63% of Haryanans live below the poverty level, according to data

Unsettling information has surfaced indicating that 63% of people in Haryana are BPL (below poverty line) holders. This number was developed by the government using Parivar Pehchan Patras, or family IDs (PPPs).

Based on statistics from the Food, Civil Supplies and Consumer Affairs Department, 44,90,017 BPL cards (families) in the state include 1,80,93,475 BPL units (persons). The PPP figures state that there are now 2.86 crore people living in Haryana, a fact that former chief minister Manohar Lal Khattar also mentioned during his recent visit to the state.

This indicates that around 63% of the state’s population is BPL. According to officials, the BPL classification is awarded after a verification of the income reported by the individuals listed on family IDs. Officials, owners of ration stores, and sociologists, however, have expressed skepticism over the veracity of the data submitted by applicants for BPL cards.

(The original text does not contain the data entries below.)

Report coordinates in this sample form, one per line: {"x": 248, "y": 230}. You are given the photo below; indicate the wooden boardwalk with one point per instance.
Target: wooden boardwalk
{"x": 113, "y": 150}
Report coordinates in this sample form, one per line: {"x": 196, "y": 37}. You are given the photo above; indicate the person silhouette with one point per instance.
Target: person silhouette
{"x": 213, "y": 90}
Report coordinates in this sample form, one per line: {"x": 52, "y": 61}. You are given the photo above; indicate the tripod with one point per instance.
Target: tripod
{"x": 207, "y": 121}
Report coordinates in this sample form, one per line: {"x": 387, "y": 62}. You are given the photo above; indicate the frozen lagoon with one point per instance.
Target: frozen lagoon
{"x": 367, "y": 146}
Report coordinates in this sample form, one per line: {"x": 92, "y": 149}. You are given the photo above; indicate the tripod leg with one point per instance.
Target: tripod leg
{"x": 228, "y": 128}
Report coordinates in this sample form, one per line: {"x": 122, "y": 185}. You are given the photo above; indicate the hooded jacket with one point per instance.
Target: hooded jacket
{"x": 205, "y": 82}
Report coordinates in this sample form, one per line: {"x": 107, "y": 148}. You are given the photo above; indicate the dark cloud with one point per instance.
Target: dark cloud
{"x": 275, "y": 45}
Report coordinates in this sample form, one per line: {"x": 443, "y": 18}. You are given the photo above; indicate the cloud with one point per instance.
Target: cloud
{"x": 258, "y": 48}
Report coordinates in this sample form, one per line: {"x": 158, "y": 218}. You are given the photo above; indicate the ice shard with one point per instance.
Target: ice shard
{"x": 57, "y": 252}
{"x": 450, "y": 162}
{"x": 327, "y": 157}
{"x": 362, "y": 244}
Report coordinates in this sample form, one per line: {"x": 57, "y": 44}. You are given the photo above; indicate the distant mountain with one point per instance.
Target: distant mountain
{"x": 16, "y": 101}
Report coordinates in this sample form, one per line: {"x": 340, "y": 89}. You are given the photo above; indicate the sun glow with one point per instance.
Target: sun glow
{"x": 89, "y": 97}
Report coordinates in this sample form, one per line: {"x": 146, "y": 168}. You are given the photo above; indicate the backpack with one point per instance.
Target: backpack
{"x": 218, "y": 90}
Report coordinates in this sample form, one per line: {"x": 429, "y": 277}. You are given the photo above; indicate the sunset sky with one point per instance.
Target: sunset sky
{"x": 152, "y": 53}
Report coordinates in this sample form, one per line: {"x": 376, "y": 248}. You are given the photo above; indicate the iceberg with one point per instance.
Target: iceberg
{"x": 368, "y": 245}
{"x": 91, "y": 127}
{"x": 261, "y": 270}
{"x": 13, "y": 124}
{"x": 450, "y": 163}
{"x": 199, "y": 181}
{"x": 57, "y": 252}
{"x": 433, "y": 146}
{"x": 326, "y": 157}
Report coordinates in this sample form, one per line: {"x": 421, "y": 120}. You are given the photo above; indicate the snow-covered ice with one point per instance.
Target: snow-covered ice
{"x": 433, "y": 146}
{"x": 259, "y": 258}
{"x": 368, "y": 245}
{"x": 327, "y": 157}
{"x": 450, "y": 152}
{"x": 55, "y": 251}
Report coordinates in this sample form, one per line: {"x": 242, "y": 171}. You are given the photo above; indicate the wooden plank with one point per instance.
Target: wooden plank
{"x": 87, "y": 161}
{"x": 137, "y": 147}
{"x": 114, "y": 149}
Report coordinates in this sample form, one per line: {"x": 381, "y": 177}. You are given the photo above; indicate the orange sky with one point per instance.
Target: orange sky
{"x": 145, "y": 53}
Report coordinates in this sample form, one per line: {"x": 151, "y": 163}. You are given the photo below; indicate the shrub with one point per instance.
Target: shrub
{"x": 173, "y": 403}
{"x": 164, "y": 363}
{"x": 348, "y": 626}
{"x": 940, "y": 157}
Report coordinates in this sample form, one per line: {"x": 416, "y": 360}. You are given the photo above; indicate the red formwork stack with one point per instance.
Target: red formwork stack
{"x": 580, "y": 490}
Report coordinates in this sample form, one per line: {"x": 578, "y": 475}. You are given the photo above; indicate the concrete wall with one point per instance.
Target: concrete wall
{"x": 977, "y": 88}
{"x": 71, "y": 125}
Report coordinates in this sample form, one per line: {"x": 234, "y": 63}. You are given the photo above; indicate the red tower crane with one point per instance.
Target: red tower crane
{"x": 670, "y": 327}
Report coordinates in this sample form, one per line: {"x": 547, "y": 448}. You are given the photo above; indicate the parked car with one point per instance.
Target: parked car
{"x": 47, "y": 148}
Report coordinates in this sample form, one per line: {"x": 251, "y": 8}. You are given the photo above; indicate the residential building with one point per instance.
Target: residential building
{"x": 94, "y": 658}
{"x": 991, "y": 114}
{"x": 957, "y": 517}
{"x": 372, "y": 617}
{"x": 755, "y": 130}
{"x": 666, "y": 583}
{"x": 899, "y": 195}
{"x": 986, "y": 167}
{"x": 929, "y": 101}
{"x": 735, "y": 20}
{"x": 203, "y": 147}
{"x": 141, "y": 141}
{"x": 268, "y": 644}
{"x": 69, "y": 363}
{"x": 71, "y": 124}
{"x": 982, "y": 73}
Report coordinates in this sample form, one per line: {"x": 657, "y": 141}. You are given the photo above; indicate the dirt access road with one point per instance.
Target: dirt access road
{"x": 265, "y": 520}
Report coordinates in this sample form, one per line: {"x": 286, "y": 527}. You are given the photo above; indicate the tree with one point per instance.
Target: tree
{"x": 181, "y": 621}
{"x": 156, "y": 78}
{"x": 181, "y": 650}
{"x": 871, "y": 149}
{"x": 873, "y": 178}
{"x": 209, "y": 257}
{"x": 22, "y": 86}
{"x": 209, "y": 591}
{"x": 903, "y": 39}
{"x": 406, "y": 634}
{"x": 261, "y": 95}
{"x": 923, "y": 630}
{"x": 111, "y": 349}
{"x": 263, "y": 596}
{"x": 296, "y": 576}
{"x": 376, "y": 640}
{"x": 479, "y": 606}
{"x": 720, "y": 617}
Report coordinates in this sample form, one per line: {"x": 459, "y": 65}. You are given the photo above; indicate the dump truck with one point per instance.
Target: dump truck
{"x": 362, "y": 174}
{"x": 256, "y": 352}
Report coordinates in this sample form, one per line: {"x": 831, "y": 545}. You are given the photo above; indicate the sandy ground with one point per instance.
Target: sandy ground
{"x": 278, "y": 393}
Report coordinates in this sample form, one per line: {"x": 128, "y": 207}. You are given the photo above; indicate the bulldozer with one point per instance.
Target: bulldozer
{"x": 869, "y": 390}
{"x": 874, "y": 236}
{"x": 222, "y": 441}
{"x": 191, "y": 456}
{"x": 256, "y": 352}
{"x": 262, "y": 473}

Some depot employees claim to have known many wealthy, upper middle class families in nearby areas. “But they have managed to get BPL cards in order to take advantage of government schemes like free foodgrain and cheaper rations,” a depot holder claims.

Similar circumstances exist in some metropolitan areas. People have managed to fall into the BPL category even with healthy family incomes. According to another depot holder, some families have created several cards in order to ensure that the BPL category’s threshold limit is not exceeded and they continue to get benefits. The city with the most number of BPL households, according to the statistics, is Faridabad, followed by Mewat, Hisar, and Karnal. Karnal and Hisar are two of the state’s wealthiest districts.

Sociologist Prof. Jitender Prasad claims that the organizations that put together the data seem to have neglected to validate and check it. He claims that even the segmented split of this data in the towns of SC and BC won’t portray it nearly as realistically. He argues it’s conceivable that political motivations prevented the data from being checked.